New semester stress grows for students

Four weeks into the Winter Semester, things are getting tough to manage.

From classes, homework, jobs and personal relationships, students may find it difficult to balance their everyday responsibilities.

Nevan Schmidt

“You have to pick — there’s like three things, school, work or social life and you have to pick two,” MCCC student Nevan Schmidt said. “You don’t want to sacrifice your social life for work and school, because then you don’t see any of the benefits you got from the work you put in.”

To help myself, I make sure to write out all my assignments on a whiteboard I bought specifically for school.

Others might use a planner or Google calendar to organize their everyday activities.

“I try to keep a calendar so I can set personal time or time to do my homework, so I don’t just wing it,” Schmidt said. “Otherwise I won’t get it done.”

Setting time aside for homework is crucial, but making time to eat, sleep, relax and refresh is equally important.

Working constantly can put a strain on the brain and can quickly become exhausting.

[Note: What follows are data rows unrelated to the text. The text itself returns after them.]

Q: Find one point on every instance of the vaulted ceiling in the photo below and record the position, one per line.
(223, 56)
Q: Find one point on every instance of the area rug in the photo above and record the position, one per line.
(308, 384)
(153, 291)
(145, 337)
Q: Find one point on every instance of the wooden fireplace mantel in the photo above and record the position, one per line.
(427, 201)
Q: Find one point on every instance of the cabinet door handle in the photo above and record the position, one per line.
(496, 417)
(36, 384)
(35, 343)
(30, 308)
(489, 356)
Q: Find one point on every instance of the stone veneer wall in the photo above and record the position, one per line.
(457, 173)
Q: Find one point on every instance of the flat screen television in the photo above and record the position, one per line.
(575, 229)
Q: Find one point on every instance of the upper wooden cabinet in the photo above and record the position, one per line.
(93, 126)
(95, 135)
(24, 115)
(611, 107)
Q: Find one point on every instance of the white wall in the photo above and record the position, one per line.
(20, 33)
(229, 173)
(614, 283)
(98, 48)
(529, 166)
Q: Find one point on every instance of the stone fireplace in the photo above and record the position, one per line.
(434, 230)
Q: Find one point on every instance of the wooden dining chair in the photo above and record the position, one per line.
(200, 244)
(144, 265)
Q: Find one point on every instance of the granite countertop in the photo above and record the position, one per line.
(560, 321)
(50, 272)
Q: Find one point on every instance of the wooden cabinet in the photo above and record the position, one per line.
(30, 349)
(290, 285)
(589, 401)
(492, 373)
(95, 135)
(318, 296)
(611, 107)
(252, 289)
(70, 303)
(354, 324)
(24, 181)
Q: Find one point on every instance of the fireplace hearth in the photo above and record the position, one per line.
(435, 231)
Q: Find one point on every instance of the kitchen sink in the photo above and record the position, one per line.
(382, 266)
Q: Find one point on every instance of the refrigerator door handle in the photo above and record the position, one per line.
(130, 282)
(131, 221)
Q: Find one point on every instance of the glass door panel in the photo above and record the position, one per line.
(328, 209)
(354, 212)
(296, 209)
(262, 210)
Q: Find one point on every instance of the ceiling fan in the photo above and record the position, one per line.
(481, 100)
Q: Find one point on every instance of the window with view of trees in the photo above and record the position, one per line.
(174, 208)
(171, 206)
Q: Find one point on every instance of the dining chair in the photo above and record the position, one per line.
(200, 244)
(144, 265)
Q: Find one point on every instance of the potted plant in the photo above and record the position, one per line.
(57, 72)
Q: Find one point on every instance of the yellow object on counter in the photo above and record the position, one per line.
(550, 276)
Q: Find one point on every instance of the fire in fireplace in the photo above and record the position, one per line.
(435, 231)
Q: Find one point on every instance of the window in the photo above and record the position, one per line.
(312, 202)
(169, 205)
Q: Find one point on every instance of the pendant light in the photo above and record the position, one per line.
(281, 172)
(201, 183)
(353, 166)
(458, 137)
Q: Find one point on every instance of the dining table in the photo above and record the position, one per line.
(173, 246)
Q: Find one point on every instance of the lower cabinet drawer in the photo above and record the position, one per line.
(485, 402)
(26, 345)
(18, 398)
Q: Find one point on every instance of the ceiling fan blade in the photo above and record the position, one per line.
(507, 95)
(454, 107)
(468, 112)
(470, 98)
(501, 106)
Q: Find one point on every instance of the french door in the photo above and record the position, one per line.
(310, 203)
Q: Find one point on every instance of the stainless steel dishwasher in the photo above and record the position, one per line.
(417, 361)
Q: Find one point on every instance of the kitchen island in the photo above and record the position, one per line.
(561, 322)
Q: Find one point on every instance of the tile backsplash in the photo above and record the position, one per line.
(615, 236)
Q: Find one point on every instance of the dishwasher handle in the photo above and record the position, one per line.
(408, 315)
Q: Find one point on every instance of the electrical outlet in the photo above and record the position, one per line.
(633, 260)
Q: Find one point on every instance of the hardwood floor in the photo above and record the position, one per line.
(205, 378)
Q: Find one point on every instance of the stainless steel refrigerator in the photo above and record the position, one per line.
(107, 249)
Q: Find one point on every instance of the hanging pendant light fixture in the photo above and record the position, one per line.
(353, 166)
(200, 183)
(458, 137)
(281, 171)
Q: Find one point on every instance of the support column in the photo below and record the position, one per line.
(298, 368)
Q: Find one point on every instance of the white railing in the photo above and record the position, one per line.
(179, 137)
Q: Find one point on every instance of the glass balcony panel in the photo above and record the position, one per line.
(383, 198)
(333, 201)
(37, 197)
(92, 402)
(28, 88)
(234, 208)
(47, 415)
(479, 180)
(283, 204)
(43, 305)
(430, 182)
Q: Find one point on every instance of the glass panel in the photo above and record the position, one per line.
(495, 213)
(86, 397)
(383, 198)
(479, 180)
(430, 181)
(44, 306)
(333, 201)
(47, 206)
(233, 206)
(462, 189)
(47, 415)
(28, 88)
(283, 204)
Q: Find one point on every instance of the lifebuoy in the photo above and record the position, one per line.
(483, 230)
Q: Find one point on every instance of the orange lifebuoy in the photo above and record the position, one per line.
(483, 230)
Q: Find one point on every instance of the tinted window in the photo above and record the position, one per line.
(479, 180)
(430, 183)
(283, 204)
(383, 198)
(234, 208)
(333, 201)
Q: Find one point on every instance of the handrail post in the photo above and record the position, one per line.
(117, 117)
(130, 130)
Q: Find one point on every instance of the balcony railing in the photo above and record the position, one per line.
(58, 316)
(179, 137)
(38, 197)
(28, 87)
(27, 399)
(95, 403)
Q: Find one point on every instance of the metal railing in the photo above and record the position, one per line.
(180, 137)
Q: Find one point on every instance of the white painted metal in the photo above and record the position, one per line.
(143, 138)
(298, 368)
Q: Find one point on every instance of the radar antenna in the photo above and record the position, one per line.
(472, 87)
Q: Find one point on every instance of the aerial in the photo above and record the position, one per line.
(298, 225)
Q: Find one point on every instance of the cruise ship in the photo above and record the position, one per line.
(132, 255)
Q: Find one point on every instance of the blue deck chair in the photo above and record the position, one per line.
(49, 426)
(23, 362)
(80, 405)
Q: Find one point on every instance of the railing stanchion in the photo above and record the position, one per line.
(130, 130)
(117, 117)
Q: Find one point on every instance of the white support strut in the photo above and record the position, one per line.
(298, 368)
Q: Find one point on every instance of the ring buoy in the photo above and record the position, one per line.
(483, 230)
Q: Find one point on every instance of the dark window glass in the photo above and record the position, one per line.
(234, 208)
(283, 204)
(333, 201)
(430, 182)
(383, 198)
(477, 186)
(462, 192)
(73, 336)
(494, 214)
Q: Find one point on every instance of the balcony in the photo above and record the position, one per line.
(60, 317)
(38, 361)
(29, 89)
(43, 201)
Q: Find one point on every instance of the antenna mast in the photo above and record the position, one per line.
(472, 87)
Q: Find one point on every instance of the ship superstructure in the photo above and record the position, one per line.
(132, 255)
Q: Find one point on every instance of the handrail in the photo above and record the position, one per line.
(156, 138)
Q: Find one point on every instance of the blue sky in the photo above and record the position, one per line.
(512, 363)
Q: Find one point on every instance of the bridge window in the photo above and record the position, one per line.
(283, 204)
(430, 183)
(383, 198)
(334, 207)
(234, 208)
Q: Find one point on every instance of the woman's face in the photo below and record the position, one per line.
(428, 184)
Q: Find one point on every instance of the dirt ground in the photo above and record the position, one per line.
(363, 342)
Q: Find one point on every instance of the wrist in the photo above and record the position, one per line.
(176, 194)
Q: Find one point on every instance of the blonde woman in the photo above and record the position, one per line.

MCCC student Katanna Standifer said she finds time to do homework sometimes as late as 4 a.m., sleeping only 20 minutes the night before I talked with her.

“I work a full-time job, and then I work a part-time job then I go to school,” Standifer said. “It’s just stressful.”

Student Katanna Standifer works on homework in the A Building Cellar.

Making sure I take notes directly from my teachers’ PowerPoint slides ensures I know what will be on the following test.

I don’t read everything assigned for every class because not all the information is needed.

I’m not saying students should skip assigned readings — rather, focus on remembering the main points of your readings instead of trying to memorize all the nitty-gritty details.

If the goal is to get all A’s, then constant studying, note taking, and one-on-one meetings with teachers during their office hours is a must.

If the goal is simply to get by, then organizing time and focusing on tough subjects will help relieve stress. Being stressed can affect both students and their family and friends.

“I’m the kind of person that just has innate energy,” Schmidt said. “When I’m stressed I kind of make life bad for everyone else, which is kind of a bad quality of mine. I’m very telling with my emotions.”

Making the most of your free time, even small amounts between classes, jobs or early in the morning after that first cup of coffee is useful.
Schmidt finds time to do homework between his classes and work as well.

Even if it’s making a start on a project, it’s more progress than you had before.

Looking at everything that has to be done for the week can be a bit overwhelming, but breaking it down it makes it manageable.

Hang in there, students. Don’t get discouraged. The semester is half of the the way done!